Now the question is, which path length is this: the one observed from the Earth or the one observed from the ship's point of view? Owing to length contraction, the ship necessarily traverses a shorter path than the 4.2 ly, so the two numbers do not coincide. I think this is where your disagreement actually lays, no? In the paper, the original version had just the Earth distance, but I dropped this in favor of the ship distance in about September. Now that you got me thinking about it again, I'm not entirely sure...

We can imagine some giant hand from the Earth physically pushing the ship along its voyage. No doubt the hand pushes through the full distance d. But is the force it pushes with always necessarily ma₀?

According to my argument earlier I would say no.

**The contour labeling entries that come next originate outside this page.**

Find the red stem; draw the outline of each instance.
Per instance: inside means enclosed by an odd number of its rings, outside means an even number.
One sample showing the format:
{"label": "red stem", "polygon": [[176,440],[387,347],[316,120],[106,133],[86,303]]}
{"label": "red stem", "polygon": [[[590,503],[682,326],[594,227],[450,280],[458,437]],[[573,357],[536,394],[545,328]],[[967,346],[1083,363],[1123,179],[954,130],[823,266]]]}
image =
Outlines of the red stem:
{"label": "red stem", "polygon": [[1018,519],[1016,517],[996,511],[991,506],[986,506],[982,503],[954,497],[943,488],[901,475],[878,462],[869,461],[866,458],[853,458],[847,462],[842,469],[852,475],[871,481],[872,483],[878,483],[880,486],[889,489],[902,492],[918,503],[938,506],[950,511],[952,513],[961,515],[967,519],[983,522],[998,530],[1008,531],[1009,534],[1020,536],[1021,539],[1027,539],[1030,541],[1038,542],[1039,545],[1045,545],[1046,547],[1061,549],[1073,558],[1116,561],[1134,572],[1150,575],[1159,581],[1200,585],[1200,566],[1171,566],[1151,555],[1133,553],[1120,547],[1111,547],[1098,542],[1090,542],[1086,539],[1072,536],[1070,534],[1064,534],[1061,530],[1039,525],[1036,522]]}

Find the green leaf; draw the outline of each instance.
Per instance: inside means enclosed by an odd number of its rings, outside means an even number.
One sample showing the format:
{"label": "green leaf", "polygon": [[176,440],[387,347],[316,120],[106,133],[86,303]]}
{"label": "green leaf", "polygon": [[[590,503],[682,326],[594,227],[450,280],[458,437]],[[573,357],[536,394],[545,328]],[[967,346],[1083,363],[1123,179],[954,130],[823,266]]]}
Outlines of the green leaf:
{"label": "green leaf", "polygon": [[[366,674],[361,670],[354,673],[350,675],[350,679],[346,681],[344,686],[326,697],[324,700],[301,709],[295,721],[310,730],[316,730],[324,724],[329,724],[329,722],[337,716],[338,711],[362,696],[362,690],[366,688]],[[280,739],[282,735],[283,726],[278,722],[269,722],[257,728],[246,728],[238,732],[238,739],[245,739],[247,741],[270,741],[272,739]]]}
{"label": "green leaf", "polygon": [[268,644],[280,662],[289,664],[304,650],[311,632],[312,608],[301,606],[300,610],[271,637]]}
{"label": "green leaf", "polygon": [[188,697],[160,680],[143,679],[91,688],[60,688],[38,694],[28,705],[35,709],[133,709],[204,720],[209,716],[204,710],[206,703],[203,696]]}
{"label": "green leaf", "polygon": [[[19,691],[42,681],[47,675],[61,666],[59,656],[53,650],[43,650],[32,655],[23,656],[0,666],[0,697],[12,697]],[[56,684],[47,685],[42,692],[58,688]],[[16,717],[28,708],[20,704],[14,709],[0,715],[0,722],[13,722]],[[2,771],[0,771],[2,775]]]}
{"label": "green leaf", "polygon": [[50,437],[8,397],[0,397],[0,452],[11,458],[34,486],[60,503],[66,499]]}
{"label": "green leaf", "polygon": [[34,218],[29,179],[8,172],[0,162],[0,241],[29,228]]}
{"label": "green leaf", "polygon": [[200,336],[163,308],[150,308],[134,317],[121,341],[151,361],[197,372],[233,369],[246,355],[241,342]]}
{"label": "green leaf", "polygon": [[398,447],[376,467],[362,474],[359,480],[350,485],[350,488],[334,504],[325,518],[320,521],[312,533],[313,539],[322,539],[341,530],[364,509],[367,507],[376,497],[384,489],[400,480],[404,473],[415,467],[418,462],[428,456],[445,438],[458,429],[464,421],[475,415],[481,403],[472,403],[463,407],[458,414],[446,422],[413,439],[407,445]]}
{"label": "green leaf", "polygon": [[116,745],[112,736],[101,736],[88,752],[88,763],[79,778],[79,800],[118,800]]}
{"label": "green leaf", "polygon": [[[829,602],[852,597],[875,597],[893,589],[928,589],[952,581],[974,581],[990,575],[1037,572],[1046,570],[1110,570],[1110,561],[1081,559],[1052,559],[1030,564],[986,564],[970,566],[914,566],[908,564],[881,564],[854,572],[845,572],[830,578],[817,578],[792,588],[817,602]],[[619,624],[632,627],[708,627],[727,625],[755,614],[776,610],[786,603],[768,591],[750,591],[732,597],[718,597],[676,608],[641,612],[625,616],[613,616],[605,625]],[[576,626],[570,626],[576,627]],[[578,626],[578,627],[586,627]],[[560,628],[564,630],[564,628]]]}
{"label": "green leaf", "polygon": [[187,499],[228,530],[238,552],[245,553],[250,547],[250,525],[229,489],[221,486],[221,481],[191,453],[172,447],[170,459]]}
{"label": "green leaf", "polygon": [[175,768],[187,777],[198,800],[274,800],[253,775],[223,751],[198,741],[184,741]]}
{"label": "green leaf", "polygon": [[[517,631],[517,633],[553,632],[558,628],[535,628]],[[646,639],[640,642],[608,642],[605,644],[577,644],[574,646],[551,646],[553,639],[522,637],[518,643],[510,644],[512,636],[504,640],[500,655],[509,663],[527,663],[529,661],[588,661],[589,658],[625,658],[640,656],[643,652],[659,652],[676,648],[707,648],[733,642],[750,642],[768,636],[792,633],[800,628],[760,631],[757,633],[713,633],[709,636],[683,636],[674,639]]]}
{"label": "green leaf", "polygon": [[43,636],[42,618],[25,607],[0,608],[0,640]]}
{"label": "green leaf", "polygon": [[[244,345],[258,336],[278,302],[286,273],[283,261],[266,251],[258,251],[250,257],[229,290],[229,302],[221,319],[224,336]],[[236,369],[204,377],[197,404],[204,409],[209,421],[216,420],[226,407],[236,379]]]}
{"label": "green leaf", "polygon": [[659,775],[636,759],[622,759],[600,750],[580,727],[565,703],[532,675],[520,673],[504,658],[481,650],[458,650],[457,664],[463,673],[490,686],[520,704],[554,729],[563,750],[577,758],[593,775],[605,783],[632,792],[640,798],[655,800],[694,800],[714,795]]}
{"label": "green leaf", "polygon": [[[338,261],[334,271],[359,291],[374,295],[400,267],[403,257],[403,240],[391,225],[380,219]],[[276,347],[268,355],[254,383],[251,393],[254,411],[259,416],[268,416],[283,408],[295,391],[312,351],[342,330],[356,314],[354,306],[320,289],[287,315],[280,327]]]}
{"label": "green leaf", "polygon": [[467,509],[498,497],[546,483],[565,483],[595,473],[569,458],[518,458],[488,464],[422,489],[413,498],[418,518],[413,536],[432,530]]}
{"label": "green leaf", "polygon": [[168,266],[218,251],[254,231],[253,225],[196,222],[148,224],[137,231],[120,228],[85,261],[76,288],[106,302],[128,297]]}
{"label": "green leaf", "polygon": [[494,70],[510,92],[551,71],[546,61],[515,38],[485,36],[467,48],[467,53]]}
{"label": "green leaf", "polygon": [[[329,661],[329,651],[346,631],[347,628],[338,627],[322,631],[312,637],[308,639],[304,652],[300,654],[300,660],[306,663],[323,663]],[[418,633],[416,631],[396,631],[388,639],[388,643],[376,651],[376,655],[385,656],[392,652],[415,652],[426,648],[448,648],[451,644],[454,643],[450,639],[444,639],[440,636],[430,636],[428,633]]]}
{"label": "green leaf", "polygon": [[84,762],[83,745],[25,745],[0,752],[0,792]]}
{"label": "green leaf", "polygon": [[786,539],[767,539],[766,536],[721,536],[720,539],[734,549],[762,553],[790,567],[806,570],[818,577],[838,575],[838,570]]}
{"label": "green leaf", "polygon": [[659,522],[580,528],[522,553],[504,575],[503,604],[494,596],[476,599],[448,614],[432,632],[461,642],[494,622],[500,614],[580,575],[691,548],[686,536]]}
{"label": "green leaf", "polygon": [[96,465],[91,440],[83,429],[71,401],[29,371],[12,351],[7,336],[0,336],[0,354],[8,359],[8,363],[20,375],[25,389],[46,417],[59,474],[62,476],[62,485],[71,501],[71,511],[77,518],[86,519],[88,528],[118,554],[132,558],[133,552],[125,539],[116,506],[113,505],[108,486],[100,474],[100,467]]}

As seen from the Earth frame the force cannot in general be constant if the local acceleration of the rocket is constant.

I think a (somewhat) simpler example might be the following: The spacecraft consumes power at a rate P, for simplicity, say 1MW. Say they go on a quick trip. Earth says it took you 100 days to complete the trip, you must have used 100days*1MW of power. The ship says no, it took us 10 days and we used 10days*1MW of power. I think in this circumstance my intuition is much stronger to suggest that the ship's bookkeeping is the correct one. By analogy, then, the formula given in the paper should be correct.

While I do agree that the rocket frame is the "interesting" frame here, I also think the problem with this particular argument is that its assumptions do not hold. If you select the Earth frame the power will decrease over time, and I would in fact boldly claim, that if we invoke the principle of conservation of energy, then all types of work integrals should end up giving the same value for the whole system (e.g. possibly including any ejected fuel). So, selection of frame or path really should not affect the final value of the energy, only the ease of which the integral may be calculated with.

What do you think, or have I completely missed your argument?

Not completely missed, no, but it is not right on target either as I have tried to argument for above

If you are interested in resolving this issue, then perhaps you can make some numerical experiments and test the various ways to calculate energy for short and long trips. While a trip for, say, one million light years are pure engineering science fiction, it may provide a hint to which energy values that are sensible considering the vehicle only travels for a short time.